American Airlines hit by wages
American Airlines shares slumped by the biggest margin in five months on Friday as higher labour costs are set to hinder profit.
American is paying more for labour, its biggest expense, after agreeing to higher wages for flight attendants, mechanics and baggage handlers. That's pressuring the bottom line, even as slower growth in flights and seats enables the Texas-based carrier to regain some pricing power over airfares.
Rising expenses are already taking a toll on American's pre-tax gross margin, which fell to 7.9pc in the fourth quarter from 13pc a year earlier.
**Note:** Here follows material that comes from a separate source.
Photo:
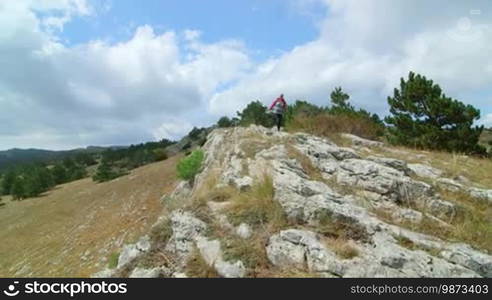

First-quarter costs for each seat flown per mile are likely to rise between 8pc and 9pc, primarily due to new union contracts. The airline said growth in the cost measure would slow through the rest of 2017.
While profit pressures are increasing, American is also regaining more control over air fares after slowing capacity growth last year to bring supply in line with demand. A pick- up in travel in late 2016 is fuelling sales of last-minute tickets.
Total revenue for each seat flown per mile, a proxy for pricing power known as unit revenue, rose 1.3pc in the fourth quarter, the first increase since late 2014. That made American the first major US carrier to halt a slide triggered mainly by a fare war that erupted in early 2015. The measure will climb 2.5pc to 4.5pc this quarter and increase in each subsequent quarter, the company said.
Delta Air Lines and United have also been paring expansion plans in an effort to achieve the same turnaround in unit revenue.